My Life in the Company of Buses: Dukinfield and Bus Deregulation: Part 10, 1995

Farewell All Saints and Citibus, Hello GM Buses North and Glossopdale

1995 was a pivotal time for me and my bus habits. Prior to leaving school, my experience of bus travel involved occasional visits to my Grandma’s house and subsequently my Auntie’s in Fitton Hill. Or the odd shopping trip. The rite of passage was also commemorated by doing battle with adult fares. Instead of 35p, it was 70p on GMS Buses, or 65p on Pennine. On Sundays and Bank Holidays (when bus usage is lower), GMS Buses insisted on charging an extra 20p on adult fares (ouch!). In 2011, you are lucky to find a 70p fare as a child’s half fare!

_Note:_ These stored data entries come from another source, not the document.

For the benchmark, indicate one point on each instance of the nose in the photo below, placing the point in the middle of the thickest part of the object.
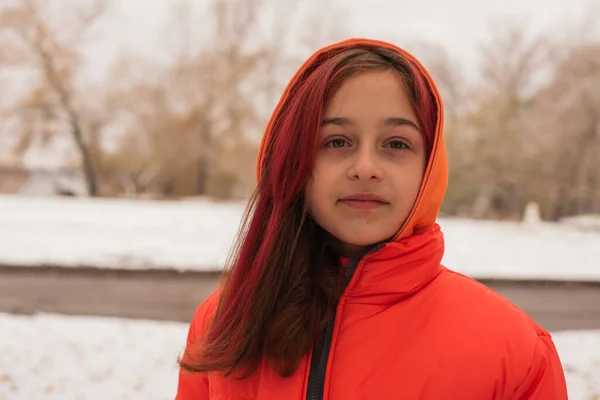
(366, 165)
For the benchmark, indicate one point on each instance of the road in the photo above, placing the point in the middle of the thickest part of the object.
(172, 295)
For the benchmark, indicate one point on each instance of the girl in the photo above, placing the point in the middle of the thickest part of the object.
(335, 289)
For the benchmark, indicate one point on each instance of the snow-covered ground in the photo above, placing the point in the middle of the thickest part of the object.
(196, 234)
(50, 357)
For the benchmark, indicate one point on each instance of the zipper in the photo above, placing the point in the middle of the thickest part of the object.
(318, 364)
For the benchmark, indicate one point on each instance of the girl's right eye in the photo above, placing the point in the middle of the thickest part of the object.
(336, 143)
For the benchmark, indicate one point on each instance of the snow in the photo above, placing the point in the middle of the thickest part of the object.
(197, 234)
(47, 357)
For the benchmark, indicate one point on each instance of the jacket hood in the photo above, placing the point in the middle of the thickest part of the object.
(435, 179)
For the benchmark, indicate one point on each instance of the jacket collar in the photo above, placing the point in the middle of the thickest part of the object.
(398, 269)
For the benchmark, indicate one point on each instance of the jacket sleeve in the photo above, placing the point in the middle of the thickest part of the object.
(194, 386)
(545, 379)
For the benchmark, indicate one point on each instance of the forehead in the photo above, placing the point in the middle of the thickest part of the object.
(371, 93)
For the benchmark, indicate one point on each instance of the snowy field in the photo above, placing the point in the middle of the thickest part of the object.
(196, 234)
(49, 357)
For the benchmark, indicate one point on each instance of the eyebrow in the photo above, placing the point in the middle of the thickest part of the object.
(390, 121)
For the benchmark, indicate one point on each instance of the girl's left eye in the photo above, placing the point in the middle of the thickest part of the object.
(336, 143)
(397, 145)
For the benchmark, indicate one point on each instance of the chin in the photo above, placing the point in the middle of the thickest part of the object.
(363, 240)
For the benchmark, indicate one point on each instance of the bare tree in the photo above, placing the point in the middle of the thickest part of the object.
(35, 39)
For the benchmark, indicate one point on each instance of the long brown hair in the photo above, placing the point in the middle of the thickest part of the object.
(283, 283)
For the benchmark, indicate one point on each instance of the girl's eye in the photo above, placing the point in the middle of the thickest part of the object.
(336, 143)
(397, 145)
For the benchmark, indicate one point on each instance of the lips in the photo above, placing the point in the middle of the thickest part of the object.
(364, 201)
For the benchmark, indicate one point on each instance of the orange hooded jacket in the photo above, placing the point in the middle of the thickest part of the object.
(406, 327)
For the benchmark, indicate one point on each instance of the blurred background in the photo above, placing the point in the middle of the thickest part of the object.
(128, 137)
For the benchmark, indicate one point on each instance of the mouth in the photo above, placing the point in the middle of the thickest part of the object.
(364, 201)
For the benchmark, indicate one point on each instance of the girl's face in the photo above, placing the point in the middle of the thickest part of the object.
(370, 163)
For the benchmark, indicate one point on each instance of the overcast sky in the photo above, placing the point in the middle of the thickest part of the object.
(459, 25)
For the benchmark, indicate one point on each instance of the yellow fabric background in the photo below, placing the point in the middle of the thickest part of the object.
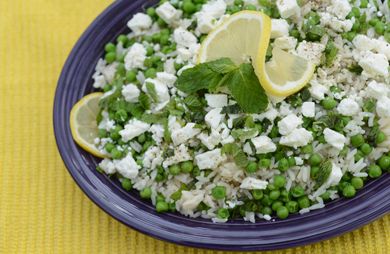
(41, 209)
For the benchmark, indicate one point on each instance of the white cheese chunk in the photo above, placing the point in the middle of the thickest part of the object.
(251, 183)
(210, 159)
(334, 138)
(133, 129)
(308, 109)
(263, 144)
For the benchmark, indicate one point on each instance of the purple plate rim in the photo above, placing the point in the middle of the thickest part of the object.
(336, 218)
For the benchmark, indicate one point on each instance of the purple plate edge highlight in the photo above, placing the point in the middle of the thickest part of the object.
(336, 218)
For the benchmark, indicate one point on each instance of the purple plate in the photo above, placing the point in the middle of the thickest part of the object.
(336, 218)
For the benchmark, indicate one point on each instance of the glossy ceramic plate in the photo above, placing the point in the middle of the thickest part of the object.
(336, 218)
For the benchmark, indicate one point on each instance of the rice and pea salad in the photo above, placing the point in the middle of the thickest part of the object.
(205, 151)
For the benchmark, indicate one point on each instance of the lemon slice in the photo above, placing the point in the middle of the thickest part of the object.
(245, 36)
(83, 123)
(285, 74)
(241, 37)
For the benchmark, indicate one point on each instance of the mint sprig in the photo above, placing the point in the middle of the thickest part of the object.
(241, 81)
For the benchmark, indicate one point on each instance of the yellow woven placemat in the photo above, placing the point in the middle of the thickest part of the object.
(41, 209)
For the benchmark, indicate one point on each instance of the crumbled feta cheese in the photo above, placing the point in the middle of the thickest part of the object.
(279, 28)
(363, 42)
(377, 90)
(189, 201)
(210, 159)
(288, 124)
(348, 107)
(288, 8)
(251, 183)
(374, 64)
(214, 8)
(214, 117)
(206, 23)
(311, 51)
(168, 13)
(285, 42)
(334, 138)
(133, 129)
(263, 144)
(181, 135)
(298, 137)
(139, 23)
(308, 109)
(340, 8)
(318, 91)
(210, 141)
(136, 56)
(383, 107)
(157, 131)
(127, 166)
(216, 100)
(107, 166)
(131, 93)
(335, 176)
(180, 154)
(152, 157)
(184, 38)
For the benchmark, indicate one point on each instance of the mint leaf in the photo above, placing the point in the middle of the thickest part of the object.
(198, 78)
(246, 89)
(151, 91)
(222, 65)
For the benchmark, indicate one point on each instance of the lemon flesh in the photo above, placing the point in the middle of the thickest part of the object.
(83, 123)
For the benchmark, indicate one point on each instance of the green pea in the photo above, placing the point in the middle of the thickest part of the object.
(162, 206)
(279, 181)
(110, 47)
(380, 137)
(374, 171)
(110, 57)
(116, 154)
(257, 194)
(108, 147)
(265, 163)
(282, 212)
(357, 182)
(150, 73)
(297, 191)
(304, 202)
(349, 191)
(187, 166)
(379, 28)
(146, 193)
(218, 192)
(126, 184)
(174, 170)
(151, 12)
(357, 140)
(274, 195)
(283, 164)
(314, 172)
(384, 162)
(223, 213)
(315, 159)
(366, 149)
(329, 103)
(251, 167)
(292, 206)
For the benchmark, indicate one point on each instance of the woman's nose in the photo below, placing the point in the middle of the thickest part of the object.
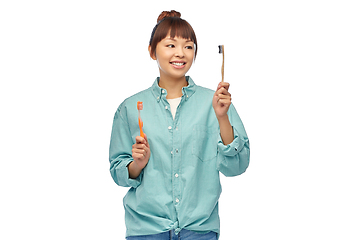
(179, 53)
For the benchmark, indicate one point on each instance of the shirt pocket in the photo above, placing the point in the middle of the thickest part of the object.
(204, 143)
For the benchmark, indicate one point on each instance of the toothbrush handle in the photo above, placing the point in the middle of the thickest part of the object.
(140, 126)
(222, 68)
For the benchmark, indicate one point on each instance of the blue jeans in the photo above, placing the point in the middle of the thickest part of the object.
(182, 235)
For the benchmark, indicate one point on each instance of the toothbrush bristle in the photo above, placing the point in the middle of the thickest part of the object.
(221, 47)
(139, 106)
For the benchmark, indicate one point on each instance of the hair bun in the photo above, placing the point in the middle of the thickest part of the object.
(166, 14)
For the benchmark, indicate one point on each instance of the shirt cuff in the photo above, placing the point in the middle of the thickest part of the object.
(134, 183)
(234, 147)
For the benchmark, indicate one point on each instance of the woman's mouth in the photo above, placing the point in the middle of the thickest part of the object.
(178, 64)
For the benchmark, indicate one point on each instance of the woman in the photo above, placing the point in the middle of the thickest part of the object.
(191, 134)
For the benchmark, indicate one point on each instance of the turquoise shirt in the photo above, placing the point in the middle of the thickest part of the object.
(180, 186)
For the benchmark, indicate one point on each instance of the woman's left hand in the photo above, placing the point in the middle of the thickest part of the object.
(222, 100)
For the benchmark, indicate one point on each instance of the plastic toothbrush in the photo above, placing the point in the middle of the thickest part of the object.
(221, 50)
(140, 107)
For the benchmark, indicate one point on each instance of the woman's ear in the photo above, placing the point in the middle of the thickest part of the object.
(151, 55)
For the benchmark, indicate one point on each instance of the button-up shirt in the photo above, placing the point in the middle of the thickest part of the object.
(180, 186)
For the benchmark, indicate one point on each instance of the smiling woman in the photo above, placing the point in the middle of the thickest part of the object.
(171, 23)
(191, 134)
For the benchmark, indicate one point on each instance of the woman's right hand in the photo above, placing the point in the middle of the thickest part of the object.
(141, 156)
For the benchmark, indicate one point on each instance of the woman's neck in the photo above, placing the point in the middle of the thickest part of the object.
(173, 86)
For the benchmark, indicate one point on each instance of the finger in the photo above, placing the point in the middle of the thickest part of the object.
(146, 141)
(223, 91)
(140, 139)
(138, 153)
(224, 85)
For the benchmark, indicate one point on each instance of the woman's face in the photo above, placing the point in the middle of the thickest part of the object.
(174, 56)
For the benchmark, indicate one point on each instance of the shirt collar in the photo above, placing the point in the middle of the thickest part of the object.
(187, 91)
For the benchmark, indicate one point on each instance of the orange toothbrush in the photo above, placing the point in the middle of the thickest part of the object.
(140, 107)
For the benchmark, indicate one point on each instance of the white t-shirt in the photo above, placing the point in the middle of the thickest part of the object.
(174, 103)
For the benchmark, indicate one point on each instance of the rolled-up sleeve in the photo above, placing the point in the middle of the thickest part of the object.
(233, 159)
(120, 154)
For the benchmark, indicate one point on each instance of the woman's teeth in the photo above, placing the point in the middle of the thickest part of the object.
(178, 64)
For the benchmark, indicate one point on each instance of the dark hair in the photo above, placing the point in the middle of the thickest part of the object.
(178, 27)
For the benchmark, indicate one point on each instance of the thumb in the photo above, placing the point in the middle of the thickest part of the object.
(146, 140)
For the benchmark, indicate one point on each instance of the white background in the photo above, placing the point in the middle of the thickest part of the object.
(293, 66)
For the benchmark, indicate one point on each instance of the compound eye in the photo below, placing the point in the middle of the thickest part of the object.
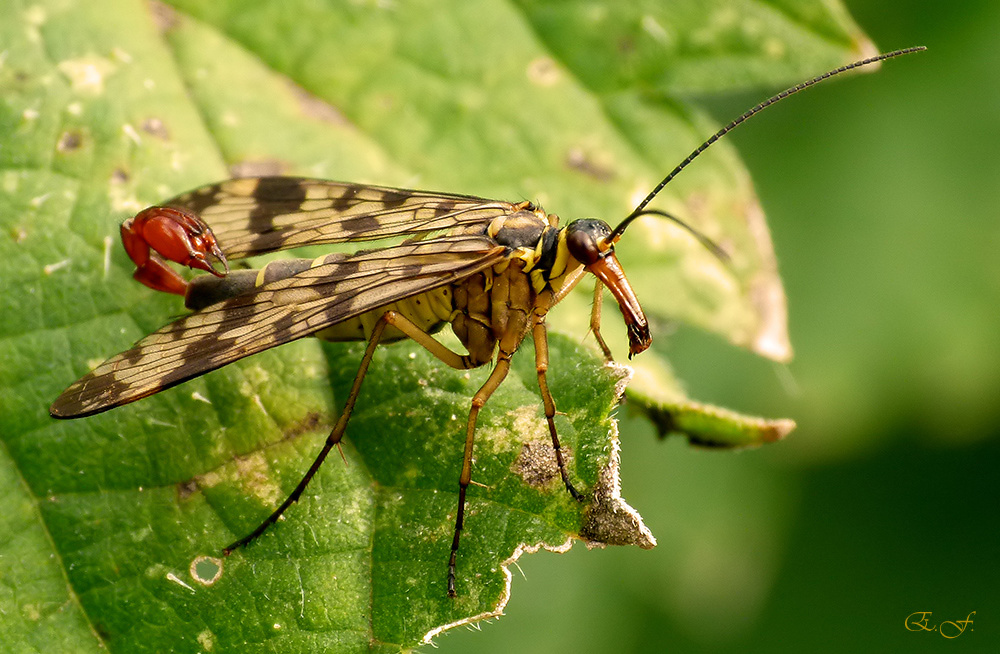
(582, 240)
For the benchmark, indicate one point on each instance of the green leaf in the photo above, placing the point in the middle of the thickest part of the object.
(113, 523)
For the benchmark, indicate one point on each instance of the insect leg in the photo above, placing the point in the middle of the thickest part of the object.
(479, 399)
(397, 320)
(595, 319)
(540, 337)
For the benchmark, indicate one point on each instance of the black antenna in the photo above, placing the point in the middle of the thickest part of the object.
(639, 210)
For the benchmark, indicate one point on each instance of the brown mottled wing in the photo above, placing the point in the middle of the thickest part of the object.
(275, 313)
(255, 215)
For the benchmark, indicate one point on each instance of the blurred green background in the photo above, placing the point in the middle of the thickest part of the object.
(882, 194)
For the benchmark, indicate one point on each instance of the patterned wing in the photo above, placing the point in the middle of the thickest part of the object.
(272, 314)
(255, 215)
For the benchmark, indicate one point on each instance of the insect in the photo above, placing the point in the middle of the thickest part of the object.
(490, 269)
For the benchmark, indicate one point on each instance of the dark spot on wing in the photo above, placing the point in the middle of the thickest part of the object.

The middle of 1995 saw me complete my GCSE examinations and attendance at a youth training centre the following month. From £6.50 a week to a £46.65 a week YT Allowance, it was quite a windfall. It enabled me to do some serious bus bashing and follow The Mighty Stalybridge Celtic, then members of the GM Vauxhall Conference. The vagaries of night matches and day release at Tameside College of Technology enabled me to grapple with the local bus network even more.

College attendance meant walking to Beaufort Road and (on the way back) boarding the 237 to Stalybridge (GMS Buses), followed by the 1716 Oldham – Hyde 343 (1805 at Stalybridge; GM Buses North) or the 1810 Stalybridge – Manchester 220 (GMS Buses). Night lessons meant a taxi home.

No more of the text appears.